Taking Bixler’s photographic project about water in California as a springboard, this conversation will examine how water has indelibly shaped the Golden State’s landscape, politics, economy, and culture for more than a century. Designed to move more water than has ever been moved by any civilization in history, California’s massive water system has had both far-reaching and hyperlocal consequences. Join us to hear powerful perspectives on the communities, ecosystems, cultural resources, and sacred sites that are being threatened by a system at its breaking point.
Bernstein Gallery is located on the lower level of Robertson Hall. The conversation with Mark Arax, Kathy Jefferson Bancroft, and Barron Bixler, which will be moderated by Bernstein Gallery curator Kristin Poor, will be held in Robertson Hall Bowl 016, adjacent to the gallery.
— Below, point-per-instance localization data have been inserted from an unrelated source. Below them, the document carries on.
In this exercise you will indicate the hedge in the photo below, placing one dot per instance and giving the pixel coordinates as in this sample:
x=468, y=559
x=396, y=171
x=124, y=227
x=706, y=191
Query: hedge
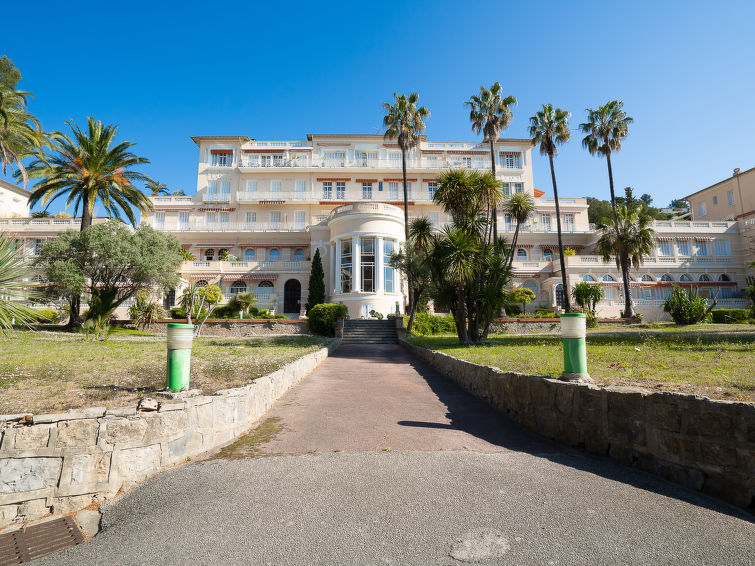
x=322, y=318
x=730, y=316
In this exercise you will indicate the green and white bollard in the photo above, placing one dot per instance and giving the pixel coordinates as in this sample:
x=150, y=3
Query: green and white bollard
x=180, y=337
x=573, y=333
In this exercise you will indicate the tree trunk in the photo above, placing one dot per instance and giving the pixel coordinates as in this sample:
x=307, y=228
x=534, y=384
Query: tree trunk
x=495, y=210
x=567, y=306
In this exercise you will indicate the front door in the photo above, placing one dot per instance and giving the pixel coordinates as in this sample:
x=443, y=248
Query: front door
x=292, y=296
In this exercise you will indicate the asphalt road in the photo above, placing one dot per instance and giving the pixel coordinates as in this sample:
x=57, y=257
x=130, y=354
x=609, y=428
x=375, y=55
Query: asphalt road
x=381, y=461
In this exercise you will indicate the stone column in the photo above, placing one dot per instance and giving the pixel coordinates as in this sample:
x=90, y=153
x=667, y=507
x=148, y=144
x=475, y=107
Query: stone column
x=356, y=280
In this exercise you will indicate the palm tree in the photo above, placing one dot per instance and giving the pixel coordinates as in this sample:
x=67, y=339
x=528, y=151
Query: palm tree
x=20, y=132
x=548, y=128
x=404, y=122
x=521, y=207
x=605, y=128
x=88, y=169
x=490, y=113
x=156, y=188
x=629, y=239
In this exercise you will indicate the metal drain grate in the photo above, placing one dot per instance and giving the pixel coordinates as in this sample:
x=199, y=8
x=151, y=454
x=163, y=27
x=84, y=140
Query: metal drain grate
x=38, y=541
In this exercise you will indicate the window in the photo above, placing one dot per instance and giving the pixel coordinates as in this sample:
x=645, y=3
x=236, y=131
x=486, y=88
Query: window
x=366, y=191
x=388, y=249
x=367, y=264
x=664, y=249
x=393, y=191
x=431, y=189
x=346, y=266
x=683, y=248
x=237, y=287
x=222, y=159
x=722, y=248
x=299, y=219
x=327, y=190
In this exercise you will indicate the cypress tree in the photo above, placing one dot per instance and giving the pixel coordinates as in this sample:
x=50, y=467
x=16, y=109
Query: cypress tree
x=316, y=282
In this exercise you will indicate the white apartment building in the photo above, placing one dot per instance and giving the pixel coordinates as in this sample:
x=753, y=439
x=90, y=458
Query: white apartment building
x=271, y=204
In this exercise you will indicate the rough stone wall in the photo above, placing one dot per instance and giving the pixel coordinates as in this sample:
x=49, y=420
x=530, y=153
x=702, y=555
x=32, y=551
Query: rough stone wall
x=704, y=444
x=232, y=328
x=64, y=462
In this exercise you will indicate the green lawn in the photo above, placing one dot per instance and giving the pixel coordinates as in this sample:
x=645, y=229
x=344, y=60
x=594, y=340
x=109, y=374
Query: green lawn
x=712, y=360
x=55, y=371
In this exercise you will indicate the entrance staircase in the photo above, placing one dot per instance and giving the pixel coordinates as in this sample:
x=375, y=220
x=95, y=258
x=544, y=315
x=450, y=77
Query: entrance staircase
x=369, y=332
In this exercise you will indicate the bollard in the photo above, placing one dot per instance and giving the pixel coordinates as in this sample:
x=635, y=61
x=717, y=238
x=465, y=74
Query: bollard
x=573, y=333
x=180, y=337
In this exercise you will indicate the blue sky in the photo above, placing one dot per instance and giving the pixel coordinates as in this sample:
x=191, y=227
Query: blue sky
x=165, y=71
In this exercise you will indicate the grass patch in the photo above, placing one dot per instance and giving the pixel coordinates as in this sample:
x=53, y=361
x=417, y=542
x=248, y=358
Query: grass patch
x=712, y=360
x=43, y=372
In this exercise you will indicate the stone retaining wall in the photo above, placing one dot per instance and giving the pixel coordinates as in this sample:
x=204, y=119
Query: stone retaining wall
x=233, y=328
x=62, y=463
x=704, y=444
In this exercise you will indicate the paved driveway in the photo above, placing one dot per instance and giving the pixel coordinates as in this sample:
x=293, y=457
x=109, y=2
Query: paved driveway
x=381, y=461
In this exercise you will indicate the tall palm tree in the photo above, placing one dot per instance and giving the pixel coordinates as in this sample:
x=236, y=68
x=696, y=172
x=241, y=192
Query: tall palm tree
x=490, y=113
x=629, y=239
x=156, y=188
x=549, y=127
x=405, y=122
x=606, y=127
x=88, y=169
x=521, y=207
x=20, y=132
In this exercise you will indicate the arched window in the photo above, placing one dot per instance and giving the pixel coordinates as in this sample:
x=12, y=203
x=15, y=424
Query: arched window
x=238, y=287
x=532, y=286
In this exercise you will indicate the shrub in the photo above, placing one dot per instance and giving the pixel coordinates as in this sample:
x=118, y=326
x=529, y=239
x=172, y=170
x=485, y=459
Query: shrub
x=322, y=318
x=686, y=307
x=429, y=324
x=730, y=316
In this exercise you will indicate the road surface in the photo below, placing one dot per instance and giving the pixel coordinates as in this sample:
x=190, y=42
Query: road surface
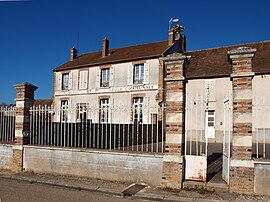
x=18, y=191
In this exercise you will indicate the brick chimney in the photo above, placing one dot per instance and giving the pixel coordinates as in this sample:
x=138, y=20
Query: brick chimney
x=73, y=53
x=105, y=47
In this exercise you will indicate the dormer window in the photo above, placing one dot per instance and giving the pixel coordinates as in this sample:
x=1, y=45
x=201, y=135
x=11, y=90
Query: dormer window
x=138, y=74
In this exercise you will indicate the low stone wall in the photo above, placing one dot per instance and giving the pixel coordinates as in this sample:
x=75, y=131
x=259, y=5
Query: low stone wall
x=6, y=156
x=105, y=165
x=262, y=177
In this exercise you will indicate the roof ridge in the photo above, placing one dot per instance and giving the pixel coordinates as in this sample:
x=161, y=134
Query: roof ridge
x=126, y=47
x=251, y=43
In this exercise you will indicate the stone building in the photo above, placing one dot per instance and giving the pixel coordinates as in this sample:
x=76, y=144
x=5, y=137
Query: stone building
x=216, y=119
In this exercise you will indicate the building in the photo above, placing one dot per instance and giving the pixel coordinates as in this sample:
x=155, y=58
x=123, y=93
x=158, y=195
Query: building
x=217, y=103
x=125, y=77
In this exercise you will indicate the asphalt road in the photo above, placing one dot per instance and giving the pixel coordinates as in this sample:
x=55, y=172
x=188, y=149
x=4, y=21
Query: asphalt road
x=17, y=191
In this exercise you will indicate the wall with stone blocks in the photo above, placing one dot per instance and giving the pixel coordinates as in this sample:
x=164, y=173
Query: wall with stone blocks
x=262, y=178
x=95, y=164
x=6, y=156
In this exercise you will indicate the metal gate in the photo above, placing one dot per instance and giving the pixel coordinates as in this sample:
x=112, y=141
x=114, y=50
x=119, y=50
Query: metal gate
x=195, y=139
x=227, y=136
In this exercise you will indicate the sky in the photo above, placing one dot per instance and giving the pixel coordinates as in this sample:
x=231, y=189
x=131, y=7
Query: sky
x=36, y=36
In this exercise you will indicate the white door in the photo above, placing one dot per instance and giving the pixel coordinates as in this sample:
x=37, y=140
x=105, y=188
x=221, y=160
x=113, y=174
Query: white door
x=195, y=140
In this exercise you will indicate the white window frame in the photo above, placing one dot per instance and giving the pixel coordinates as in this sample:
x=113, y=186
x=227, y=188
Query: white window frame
x=210, y=123
x=138, y=110
x=105, y=77
x=138, y=74
x=83, y=79
x=65, y=81
x=81, y=109
x=64, y=111
x=104, y=110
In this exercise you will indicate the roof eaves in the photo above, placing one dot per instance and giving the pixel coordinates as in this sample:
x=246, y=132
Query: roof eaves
x=102, y=63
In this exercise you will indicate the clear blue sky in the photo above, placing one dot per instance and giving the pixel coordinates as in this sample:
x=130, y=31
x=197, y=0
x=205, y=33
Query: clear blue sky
x=35, y=36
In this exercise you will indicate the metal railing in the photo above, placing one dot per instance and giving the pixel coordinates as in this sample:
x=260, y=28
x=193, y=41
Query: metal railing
x=7, y=124
x=113, y=128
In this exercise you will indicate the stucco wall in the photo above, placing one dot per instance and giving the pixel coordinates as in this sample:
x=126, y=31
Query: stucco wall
x=95, y=164
x=6, y=154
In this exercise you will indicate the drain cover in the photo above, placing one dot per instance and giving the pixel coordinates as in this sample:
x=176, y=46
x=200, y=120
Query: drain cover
x=133, y=189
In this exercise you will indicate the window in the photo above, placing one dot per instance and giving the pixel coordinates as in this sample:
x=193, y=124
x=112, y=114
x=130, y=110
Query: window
x=83, y=77
x=105, y=77
x=137, y=107
x=138, y=74
x=104, y=110
x=210, y=124
x=81, y=111
x=65, y=80
x=64, y=111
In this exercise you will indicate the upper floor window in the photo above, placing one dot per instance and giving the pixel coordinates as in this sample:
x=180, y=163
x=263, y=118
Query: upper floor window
x=82, y=111
x=64, y=110
x=83, y=79
x=105, y=77
x=138, y=74
x=65, y=81
x=137, y=107
x=104, y=110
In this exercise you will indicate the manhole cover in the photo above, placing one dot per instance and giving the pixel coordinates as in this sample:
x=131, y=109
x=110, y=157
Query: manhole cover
x=133, y=189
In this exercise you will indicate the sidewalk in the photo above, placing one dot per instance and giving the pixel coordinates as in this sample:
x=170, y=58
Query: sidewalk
x=116, y=188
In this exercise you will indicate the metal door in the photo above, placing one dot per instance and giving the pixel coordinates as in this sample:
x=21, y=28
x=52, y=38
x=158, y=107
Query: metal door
x=195, y=139
x=227, y=134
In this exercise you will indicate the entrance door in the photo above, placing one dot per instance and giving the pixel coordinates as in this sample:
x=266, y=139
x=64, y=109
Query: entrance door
x=195, y=139
x=227, y=134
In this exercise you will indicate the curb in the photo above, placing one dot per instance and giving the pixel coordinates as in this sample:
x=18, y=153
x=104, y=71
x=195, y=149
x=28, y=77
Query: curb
x=138, y=196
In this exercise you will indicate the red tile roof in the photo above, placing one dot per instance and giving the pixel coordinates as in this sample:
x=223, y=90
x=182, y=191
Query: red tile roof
x=216, y=62
x=149, y=50
x=43, y=102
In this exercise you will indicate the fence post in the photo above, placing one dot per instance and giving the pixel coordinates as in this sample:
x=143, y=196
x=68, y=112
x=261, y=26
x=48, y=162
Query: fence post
x=173, y=97
x=24, y=100
x=242, y=166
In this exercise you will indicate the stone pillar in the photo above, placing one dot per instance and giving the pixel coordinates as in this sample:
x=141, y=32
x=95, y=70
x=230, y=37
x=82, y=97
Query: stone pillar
x=242, y=167
x=174, y=120
x=24, y=100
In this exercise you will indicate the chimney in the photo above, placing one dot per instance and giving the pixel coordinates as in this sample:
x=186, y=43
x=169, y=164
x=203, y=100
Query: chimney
x=73, y=53
x=175, y=34
x=105, y=47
Arax and Bancroft will be joining this event virtually.
Speakers
Mark Arax has been called a “21st Century John Steinbeck” for his books that pry open the soul of California. A writer of essays, history, biography and journalism, he is a two-time winner of the California Book Award and a recipient of Stanford University's William Saroyan International Prize for Writing. His most recent work, The Dreamt Land: Chasing Water and Dust Across California, a national bestseller, has been hailed by critics as one of the most important books ever written about the West. He delves deeply into the land and its people and the extraction of water that defines the West. No writer has devoted more pages to the story of California agriculture—small farmers and big farmers, the migrants whose toil brings home the crops—than Arax. A son of the San Joaquin Valley with family roots in farming, he earned a master's degree in journalism from Columbia University and began his journalism career at the Baltimore Evening Sun before returning home to write for the Los Angeles Times.
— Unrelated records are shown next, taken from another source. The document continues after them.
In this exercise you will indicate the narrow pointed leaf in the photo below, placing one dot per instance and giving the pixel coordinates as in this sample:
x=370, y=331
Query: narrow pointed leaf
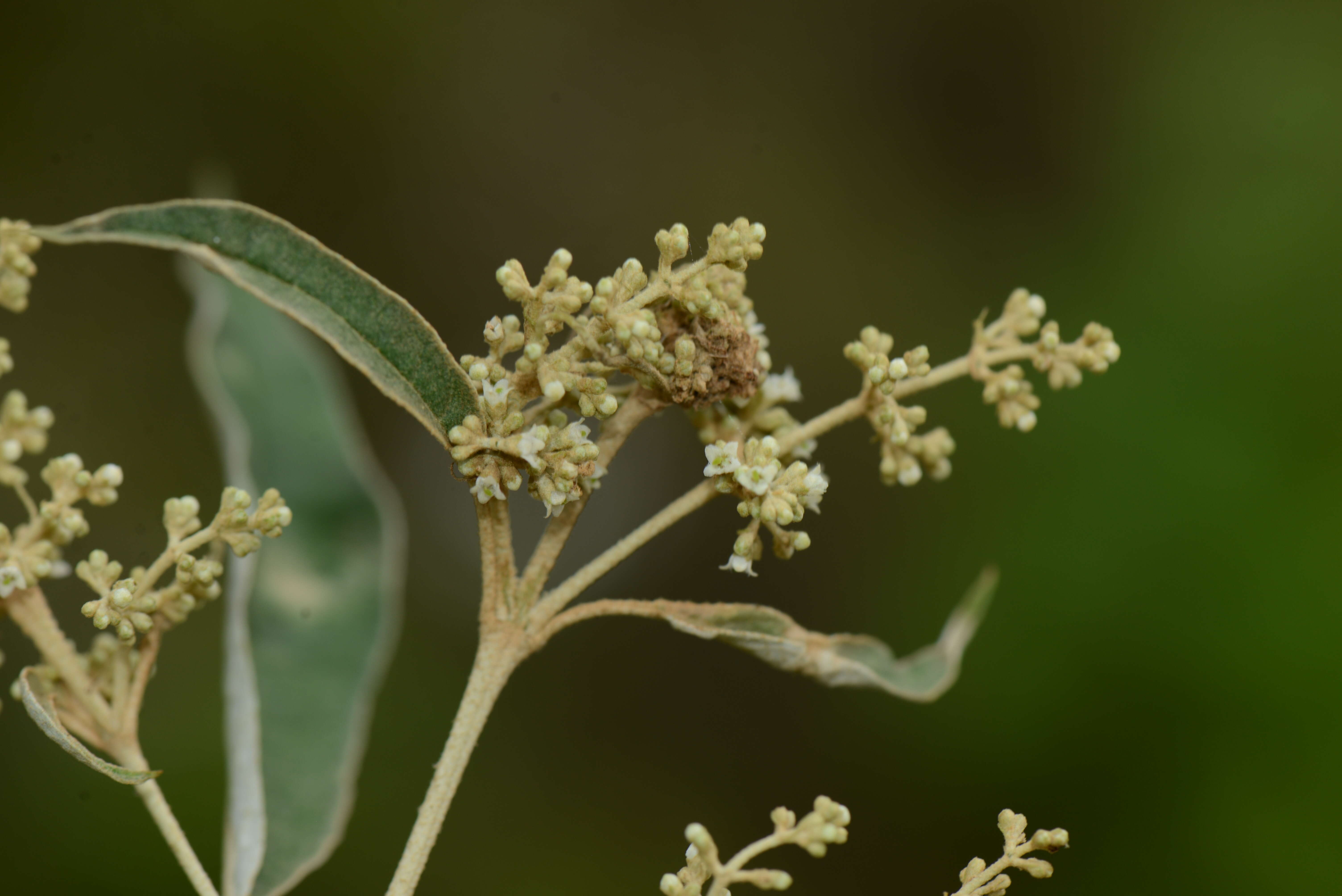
x=372, y=328
x=839, y=660
x=313, y=616
x=38, y=701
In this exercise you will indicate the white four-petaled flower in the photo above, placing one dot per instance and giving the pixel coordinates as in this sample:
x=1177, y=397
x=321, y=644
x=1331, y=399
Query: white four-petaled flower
x=758, y=479
x=531, y=446
x=723, y=459
x=739, y=564
x=496, y=394
x=488, y=487
x=11, y=579
x=814, y=487
x=782, y=387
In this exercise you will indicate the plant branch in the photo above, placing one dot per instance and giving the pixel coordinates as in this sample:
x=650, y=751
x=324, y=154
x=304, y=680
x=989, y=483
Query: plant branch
x=31, y=614
x=615, y=432
x=649, y=610
x=168, y=825
x=498, y=655
x=559, y=597
x=144, y=668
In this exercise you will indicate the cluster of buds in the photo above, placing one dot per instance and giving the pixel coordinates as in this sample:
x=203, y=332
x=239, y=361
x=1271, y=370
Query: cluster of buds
x=242, y=530
x=33, y=550
x=686, y=333
x=771, y=494
x=195, y=583
x=563, y=459
x=905, y=457
x=120, y=604
x=982, y=879
x=1009, y=388
x=22, y=431
x=1065, y=361
x=824, y=825
x=133, y=604
x=626, y=326
x=1014, y=396
x=18, y=245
Born and raised in the traditional and unceded homeland of her ancestors, the Nüümü and Newe, Kathy Jefferson Bancroft now serves her community as the Tribal Historic Preservation Officer for the Lone Pine Paiute-Shoshone Reservation. Kathy was born in the town of Lone Pine, California, where she attended school and spent her summers in the backcountry of the Sierra Nevada with the family pack outfit. Leaving her home to attend high school made Kathy realize how much she valued the land in which she grew up. She raised two sons and later went back to school to earn degrees in Chemistry and Biology. Above all, Kathy values the traditional knowledge she holds. She appreciates that her connection to her people and this place is what has allowed her to educate those who will listen, inspire new thinking based on ancient wisdom and ultimately protect Payahuunadü.
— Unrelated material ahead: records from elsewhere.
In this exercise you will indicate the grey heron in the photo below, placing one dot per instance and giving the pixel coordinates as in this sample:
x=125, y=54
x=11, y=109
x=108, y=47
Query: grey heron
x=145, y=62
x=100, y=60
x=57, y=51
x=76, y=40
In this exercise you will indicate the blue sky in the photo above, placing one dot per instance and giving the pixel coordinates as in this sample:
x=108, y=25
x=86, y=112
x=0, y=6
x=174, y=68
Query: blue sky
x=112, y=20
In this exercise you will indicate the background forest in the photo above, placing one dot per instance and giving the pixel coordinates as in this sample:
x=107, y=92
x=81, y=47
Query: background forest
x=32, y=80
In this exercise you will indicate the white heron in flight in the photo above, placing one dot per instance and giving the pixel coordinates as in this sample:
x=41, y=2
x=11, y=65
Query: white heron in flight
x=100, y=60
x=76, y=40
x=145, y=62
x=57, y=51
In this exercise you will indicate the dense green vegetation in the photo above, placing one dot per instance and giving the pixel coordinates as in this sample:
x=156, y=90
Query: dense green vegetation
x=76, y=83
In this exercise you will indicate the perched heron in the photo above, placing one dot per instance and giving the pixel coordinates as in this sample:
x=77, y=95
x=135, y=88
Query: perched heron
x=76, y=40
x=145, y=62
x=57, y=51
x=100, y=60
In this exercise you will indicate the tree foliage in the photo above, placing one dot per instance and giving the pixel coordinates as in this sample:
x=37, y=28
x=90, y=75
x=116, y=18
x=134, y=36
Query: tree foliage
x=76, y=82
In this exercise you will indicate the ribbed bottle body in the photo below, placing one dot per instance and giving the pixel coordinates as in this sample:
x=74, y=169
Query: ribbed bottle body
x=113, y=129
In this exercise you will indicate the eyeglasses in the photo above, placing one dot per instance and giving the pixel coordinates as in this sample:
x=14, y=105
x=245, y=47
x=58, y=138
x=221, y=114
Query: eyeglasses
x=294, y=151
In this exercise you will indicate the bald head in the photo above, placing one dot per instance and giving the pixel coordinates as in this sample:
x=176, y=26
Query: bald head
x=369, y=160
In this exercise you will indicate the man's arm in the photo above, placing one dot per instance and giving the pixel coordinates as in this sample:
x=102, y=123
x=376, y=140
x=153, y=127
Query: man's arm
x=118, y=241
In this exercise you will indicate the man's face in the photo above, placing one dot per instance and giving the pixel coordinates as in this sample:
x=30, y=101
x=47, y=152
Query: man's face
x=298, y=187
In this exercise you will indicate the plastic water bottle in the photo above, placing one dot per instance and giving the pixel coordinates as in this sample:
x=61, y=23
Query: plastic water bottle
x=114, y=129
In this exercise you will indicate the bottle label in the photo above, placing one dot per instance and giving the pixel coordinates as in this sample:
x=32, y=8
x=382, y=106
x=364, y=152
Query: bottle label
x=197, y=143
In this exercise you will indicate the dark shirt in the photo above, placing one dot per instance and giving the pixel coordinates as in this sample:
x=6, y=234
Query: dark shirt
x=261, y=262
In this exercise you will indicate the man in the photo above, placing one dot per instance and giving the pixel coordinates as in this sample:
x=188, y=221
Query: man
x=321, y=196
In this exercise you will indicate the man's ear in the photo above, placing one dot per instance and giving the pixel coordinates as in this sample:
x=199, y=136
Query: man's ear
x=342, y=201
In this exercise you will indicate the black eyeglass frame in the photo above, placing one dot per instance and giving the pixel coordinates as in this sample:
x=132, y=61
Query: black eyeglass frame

Barron Bixler is a social-environmental documentary photographer, writer, and designer. Set out in stark, unflinching images, Bixler’s photographic work explores marginal landscapes and marginalized communities, vernacular architecture, and built environments. He is a founding member of the Los Angeles-based arts collective Project 51, which was awarded a major grant by ArtPlace America for its project Play the LA River. His photographs have been exhibited at the Fresno Art Museum, Fresno; the University of California, Santa Barbara; 18 Reasons Gallery, San Francisco; and the University of Oregon, Eugene. Bixler lives in Princeton, NJ, and holds an appointment as Art and Media Specialist at Princeton University’s High Meadows Environmental Institute. A self-taught photographer, he holds a Master of Arts in English from the University of Victoria.